Машина — красная “Мазда”, на таких обычно ездят тетки — последние полгода стояла у Светкиного подъезда почти каждый вечер. Этот просил Светку присматривать за “тачаной”, пока они с матерью закрывались в комнате. Светка укладывала спать Мишу, поспешно отвечая на вопросы — “Ты меня любишь? Ты никуда не уйдешь?” (на все — “да”), закрывала брата одеяльцем и на цыпочках шла в кухню. Чай, две ложки сахара, наушники, звук погромче, еще телевизор — и застывшая красная “Мазда” за окном, темнеющая вместе с небом.

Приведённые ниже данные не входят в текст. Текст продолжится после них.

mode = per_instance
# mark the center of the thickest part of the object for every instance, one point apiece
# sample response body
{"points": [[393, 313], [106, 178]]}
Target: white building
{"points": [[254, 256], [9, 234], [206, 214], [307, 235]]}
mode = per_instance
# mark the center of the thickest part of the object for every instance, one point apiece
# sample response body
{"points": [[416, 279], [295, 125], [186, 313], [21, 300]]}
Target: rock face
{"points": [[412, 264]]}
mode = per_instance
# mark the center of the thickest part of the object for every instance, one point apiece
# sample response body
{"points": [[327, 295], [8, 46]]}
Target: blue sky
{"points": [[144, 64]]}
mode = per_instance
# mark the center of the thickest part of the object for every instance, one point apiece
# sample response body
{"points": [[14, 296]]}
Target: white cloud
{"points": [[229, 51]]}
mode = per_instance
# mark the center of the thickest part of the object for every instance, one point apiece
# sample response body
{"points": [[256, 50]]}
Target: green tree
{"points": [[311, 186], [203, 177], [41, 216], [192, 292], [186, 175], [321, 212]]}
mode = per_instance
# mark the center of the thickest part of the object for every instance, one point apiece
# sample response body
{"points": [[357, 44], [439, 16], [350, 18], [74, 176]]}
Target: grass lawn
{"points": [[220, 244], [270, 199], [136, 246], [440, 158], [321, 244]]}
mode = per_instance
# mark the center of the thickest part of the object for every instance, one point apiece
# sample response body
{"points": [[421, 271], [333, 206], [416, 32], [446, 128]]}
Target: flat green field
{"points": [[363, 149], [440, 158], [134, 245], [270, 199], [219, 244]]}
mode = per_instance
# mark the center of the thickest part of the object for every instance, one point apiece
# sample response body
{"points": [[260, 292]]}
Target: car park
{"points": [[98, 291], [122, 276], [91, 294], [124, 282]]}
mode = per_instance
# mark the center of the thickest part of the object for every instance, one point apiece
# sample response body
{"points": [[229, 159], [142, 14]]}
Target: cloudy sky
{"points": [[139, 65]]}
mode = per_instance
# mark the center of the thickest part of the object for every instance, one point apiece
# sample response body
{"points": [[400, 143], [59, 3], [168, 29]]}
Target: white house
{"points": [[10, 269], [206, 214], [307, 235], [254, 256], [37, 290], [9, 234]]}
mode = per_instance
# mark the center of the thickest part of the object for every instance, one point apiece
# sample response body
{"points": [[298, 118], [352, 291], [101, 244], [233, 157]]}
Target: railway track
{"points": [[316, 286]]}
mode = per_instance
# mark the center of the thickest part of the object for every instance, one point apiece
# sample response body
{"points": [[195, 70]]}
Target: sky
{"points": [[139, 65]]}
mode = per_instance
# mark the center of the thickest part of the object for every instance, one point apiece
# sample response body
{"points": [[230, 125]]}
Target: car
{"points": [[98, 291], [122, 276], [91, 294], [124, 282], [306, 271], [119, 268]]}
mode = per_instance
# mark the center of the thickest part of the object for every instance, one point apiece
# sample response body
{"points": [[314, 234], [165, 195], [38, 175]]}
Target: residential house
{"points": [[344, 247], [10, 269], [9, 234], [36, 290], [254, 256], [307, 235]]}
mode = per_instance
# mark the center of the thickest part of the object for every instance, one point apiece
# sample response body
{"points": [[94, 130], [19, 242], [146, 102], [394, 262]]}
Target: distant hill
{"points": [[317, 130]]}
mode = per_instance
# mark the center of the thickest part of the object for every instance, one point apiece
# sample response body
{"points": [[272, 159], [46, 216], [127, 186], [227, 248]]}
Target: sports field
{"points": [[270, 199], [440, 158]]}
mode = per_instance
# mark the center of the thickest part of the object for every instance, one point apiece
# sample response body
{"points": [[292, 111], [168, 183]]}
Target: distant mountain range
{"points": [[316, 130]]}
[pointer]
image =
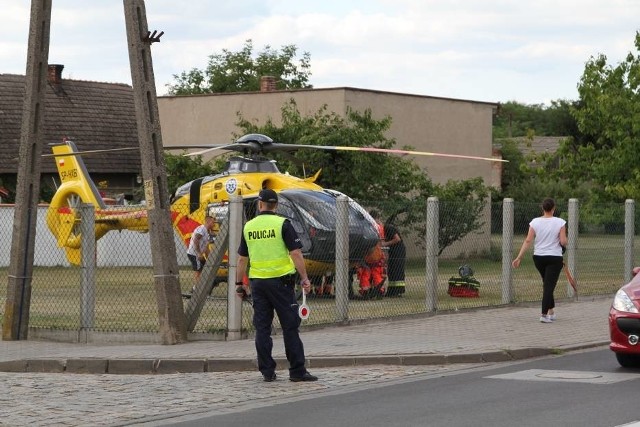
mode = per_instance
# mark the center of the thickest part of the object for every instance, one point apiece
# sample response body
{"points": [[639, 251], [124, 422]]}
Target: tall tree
{"points": [[608, 116], [241, 71]]}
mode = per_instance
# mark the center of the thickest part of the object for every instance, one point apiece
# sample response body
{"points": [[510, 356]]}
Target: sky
{"points": [[531, 52]]}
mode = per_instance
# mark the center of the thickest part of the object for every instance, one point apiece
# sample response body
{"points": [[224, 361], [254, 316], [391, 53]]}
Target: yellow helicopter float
{"points": [[310, 207]]}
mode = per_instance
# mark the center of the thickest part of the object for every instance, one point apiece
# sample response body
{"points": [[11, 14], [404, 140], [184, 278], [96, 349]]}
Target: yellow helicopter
{"points": [[310, 207]]}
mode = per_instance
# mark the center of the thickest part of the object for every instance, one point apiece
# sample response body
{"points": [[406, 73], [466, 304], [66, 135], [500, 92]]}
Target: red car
{"points": [[624, 323]]}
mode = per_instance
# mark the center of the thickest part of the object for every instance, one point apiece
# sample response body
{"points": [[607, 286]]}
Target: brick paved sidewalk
{"points": [[497, 334]]}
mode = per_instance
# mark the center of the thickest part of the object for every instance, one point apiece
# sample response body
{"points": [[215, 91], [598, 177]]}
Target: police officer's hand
{"points": [[306, 285], [241, 292]]}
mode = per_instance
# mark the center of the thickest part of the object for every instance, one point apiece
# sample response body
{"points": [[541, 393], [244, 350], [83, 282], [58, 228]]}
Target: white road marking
{"points": [[567, 376]]}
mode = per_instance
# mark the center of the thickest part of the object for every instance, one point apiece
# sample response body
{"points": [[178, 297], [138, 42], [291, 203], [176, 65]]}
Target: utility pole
{"points": [[163, 252], [18, 302]]}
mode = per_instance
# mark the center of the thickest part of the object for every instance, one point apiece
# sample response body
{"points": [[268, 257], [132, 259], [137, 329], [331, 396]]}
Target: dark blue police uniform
{"points": [[277, 293]]}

Этот выходил от матери через два часа, она провожала его в дверях, смотрела так, что Светке становилось больно.

— Прости меня, Светочка, — говорила мать после того, как за Этим закрывалась дверь. “Мазда” отбывала прочь, Светка обнимала мать, вытирала ей слезы.

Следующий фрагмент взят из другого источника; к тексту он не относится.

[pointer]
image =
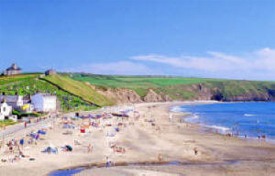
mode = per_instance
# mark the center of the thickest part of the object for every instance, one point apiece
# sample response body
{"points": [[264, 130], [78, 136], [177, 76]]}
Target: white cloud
{"points": [[255, 63], [259, 64], [115, 68]]}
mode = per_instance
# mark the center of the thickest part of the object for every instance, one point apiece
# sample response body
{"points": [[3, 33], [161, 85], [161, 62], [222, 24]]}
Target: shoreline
{"points": [[153, 137]]}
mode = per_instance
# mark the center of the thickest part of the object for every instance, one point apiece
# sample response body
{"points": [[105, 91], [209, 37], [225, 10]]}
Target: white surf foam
{"points": [[249, 115], [177, 109]]}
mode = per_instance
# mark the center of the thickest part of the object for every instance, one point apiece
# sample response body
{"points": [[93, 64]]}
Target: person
{"points": [[21, 142], [108, 162], [90, 148], [196, 151]]}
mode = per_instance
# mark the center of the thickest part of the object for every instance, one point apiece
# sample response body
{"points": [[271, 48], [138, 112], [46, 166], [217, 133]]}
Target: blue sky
{"points": [[200, 38]]}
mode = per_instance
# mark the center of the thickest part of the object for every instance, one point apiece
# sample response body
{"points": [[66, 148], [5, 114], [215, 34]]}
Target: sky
{"points": [[191, 38]]}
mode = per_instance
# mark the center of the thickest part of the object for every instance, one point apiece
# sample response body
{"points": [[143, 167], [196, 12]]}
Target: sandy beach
{"points": [[149, 135]]}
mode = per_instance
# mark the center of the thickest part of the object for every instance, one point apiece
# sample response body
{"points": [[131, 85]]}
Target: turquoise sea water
{"points": [[252, 119]]}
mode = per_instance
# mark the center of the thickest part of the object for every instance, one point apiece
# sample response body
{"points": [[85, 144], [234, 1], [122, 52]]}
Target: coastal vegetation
{"points": [[79, 91], [180, 88]]}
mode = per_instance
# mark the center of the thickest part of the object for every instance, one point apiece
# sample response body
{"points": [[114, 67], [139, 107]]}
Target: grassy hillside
{"points": [[79, 89], [184, 88], [29, 84]]}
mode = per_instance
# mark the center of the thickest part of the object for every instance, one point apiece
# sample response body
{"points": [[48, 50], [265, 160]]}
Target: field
{"points": [[182, 88], [29, 84]]}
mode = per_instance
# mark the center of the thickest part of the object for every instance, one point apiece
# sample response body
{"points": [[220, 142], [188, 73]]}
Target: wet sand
{"points": [[154, 137]]}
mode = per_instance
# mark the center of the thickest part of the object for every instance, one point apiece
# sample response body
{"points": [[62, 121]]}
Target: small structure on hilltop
{"points": [[16, 101], [13, 70], [50, 72], [6, 112], [44, 102]]}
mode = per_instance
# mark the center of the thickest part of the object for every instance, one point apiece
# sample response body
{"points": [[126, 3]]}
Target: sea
{"points": [[245, 119]]}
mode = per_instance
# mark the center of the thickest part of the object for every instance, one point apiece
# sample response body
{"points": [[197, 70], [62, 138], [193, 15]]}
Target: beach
{"points": [[150, 141]]}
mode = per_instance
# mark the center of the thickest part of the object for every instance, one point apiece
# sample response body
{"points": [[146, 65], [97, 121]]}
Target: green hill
{"points": [[79, 89], [65, 89], [179, 88]]}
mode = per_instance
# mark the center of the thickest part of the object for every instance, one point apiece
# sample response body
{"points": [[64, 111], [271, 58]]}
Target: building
{"points": [[44, 102], [50, 72], [5, 111], [16, 101], [12, 70]]}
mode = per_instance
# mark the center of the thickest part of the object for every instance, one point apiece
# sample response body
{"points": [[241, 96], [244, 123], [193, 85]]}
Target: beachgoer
{"points": [[90, 148], [21, 142], [195, 151], [108, 162], [160, 158]]}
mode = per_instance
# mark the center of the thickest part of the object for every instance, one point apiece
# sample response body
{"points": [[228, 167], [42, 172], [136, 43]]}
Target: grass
{"points": [[176, 87], [79, 89], [4, 123], [29, 84]]}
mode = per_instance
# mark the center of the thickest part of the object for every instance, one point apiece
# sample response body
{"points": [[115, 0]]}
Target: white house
{"points": [[44, 102], [15, 101], [5, 111]]}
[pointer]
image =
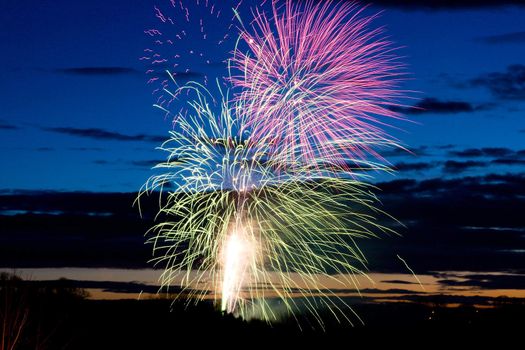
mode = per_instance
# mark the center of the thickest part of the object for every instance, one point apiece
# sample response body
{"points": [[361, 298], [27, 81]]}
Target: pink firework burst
{"points": [[320, 78]]}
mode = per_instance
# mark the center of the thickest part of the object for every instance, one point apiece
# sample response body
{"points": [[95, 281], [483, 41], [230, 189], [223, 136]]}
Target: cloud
{"points": [[454, 167], [436, 106], [398, 282], [508, 85], [447, 4], [419, 166], [439, 215], [486, 281], [508, 161], [101, 134], [508, 38], [94, 71]]}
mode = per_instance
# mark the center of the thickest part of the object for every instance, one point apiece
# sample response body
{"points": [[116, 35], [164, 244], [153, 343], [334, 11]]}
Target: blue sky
{"points": [[74, 65], [76, 115]]}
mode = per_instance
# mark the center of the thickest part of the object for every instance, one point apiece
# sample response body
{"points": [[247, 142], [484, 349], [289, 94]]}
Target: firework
{"points": [[236, 226], [190, 40], [316, 78], [263, 195]]}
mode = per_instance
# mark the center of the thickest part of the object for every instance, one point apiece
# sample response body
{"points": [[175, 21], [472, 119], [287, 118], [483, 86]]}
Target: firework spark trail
{"points": [[317, 78], [191, 36], [266, 198], [248, 228]]}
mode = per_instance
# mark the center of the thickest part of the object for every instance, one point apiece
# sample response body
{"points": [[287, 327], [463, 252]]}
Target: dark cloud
{"points": [[508, 161], [97, 71], [398, 282], [486, 281], [86, 149], [435, 106], [419, 166], [101, 134], [446, 220], [454, 167], [404, 152], [505, 85], [508, 38], [447, 4], [483, 152], [440, 216]]}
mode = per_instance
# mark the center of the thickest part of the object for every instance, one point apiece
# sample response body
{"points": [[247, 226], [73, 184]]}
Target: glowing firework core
{"points": [[238, 256]]}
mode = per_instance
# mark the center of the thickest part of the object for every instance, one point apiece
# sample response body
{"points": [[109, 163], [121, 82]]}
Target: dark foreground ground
{"points": [[61, 318]]}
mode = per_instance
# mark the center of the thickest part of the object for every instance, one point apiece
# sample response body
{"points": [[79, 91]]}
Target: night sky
{"points": [[78, 134]]}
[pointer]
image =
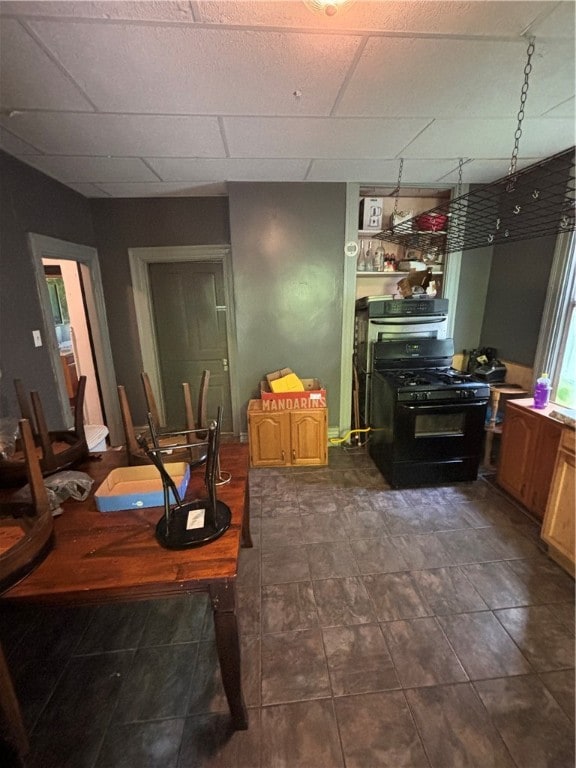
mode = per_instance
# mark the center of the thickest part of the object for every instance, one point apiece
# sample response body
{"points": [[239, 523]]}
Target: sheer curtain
{"points": [[556, 348]]}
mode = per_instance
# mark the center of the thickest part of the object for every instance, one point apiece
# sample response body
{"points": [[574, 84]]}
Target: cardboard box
{"points": [[135, 487], [288, 383], [371, 213], [313, 396]]}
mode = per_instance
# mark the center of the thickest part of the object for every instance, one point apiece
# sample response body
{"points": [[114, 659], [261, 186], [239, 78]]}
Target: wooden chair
{"points": [[58, 449], [199, 521], [191, 422], [190, 449], [29, 525], [134, 453]]}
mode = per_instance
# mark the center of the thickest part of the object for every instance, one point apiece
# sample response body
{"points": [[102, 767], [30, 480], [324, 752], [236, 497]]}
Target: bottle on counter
{"points": [[369, 258], [379, 254], [542, 391], [361, 263]]}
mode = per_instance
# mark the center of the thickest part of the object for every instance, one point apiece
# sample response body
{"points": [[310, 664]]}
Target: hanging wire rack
{"points": [[535, 202], [539, 200]]}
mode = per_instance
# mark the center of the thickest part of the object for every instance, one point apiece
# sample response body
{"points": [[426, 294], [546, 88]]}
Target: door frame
{"points": [[139, 259], [43, 246]]}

Несколько раз Этот возил мать в какие-то гости, однажды — когда жена была в командировке — они были в ресторане, а потом уехали к нему домой. Миша в этот вечер никак не мог уснуть, и Светка читала ему про микроба Петьку — всю книгу до конца, и потом — опять с начала. Микроб Петька нон-стоп. Зато мать вернулась наутро счастливая, было воскресенье, они начали печь пироги — но уже к вечеру настроение мамино изменилось, как погода. Светка давно заметила, что погода зависит от нашего настроения — вот сейчас ей плохо, и погода испортилась, а ведь с утра было такое ясное небо...

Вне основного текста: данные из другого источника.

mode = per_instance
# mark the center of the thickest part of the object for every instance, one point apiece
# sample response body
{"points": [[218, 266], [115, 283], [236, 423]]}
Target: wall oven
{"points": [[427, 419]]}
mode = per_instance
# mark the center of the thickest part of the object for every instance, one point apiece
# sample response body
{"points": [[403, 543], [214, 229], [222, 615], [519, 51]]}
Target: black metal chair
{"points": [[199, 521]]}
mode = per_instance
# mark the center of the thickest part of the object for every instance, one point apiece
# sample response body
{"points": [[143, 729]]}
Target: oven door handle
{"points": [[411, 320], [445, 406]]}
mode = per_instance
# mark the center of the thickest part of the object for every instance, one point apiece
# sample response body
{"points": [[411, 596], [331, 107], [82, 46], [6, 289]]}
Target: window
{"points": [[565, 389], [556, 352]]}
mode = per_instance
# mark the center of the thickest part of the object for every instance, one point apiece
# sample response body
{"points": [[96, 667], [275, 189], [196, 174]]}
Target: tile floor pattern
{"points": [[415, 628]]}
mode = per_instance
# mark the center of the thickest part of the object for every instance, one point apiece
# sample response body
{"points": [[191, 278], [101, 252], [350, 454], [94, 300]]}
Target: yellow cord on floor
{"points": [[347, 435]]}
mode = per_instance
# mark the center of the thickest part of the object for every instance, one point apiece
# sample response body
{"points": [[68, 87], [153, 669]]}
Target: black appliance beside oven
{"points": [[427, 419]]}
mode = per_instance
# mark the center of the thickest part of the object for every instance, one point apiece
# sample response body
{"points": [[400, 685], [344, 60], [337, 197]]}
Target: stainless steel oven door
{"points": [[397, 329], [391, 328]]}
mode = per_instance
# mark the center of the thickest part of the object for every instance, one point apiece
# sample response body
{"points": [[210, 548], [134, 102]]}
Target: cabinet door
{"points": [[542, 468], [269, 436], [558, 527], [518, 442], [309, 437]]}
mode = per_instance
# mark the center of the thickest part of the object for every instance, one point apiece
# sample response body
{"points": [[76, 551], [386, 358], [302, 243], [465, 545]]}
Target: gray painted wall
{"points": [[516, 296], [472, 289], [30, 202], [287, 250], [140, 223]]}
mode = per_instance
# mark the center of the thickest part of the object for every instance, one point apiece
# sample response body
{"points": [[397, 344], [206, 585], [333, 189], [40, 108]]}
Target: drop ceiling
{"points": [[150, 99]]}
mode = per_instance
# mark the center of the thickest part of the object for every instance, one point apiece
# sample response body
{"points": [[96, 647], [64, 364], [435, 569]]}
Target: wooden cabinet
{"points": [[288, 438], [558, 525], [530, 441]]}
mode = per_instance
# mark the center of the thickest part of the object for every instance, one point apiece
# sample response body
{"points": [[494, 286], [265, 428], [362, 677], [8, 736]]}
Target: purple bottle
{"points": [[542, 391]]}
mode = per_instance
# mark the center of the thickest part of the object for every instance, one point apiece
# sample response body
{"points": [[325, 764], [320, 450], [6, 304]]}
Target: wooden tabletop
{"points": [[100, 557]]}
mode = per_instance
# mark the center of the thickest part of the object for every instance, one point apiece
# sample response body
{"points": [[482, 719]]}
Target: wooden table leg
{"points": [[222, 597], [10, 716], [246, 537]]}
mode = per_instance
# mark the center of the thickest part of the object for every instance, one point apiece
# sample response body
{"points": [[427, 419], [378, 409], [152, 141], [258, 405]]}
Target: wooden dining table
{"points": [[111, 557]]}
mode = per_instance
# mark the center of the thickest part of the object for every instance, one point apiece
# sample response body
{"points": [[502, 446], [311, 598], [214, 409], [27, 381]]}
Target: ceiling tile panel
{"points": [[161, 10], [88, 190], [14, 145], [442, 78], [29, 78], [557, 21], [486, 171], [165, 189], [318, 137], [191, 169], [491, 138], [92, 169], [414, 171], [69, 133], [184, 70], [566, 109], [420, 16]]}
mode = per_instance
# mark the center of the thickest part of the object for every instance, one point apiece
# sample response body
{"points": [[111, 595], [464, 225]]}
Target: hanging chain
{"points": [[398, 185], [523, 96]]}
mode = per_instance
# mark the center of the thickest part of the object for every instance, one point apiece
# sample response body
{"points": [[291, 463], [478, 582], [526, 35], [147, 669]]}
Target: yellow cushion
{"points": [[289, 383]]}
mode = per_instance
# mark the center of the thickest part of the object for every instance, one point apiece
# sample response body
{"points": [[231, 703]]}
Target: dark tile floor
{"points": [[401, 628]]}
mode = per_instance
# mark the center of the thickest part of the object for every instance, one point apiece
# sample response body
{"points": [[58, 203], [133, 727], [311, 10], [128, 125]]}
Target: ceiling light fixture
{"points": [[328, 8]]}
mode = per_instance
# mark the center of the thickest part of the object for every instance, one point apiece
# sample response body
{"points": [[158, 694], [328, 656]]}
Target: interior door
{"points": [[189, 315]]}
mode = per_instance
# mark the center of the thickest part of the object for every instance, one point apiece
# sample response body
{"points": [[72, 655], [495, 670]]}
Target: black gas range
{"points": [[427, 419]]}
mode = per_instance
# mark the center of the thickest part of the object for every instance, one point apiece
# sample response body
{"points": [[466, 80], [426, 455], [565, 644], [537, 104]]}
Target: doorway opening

Этот вышел из подъезда вместе с женой — Светка быстро спряталась за дерево. Хорошо, что она приметила дерево заранее. Жену она успела рассмотреть еще на прошлой неделе — когда впервые решила поговорить с Этим. Теперь уже ясно, что дома она его подкараулить не сможет — он будто бы прячется за свою жену, как Светка — за дерево. Светка подумала злорадно, что жена Этого выглядит намного старше матери, и ноги у матери — длиннее, и фигура — лучше. И лицо. Если бы еще мать не выпивала... У нее уже проявились такие нехорошие красные прожилочки на носу — Кораблева говорит, что их надо убирать лазером в салоне красоты. Мать Кораблевой не вылезает из салонов, наращивает ногти, красит волосы в области бикини и лепит туда и сюда стразы.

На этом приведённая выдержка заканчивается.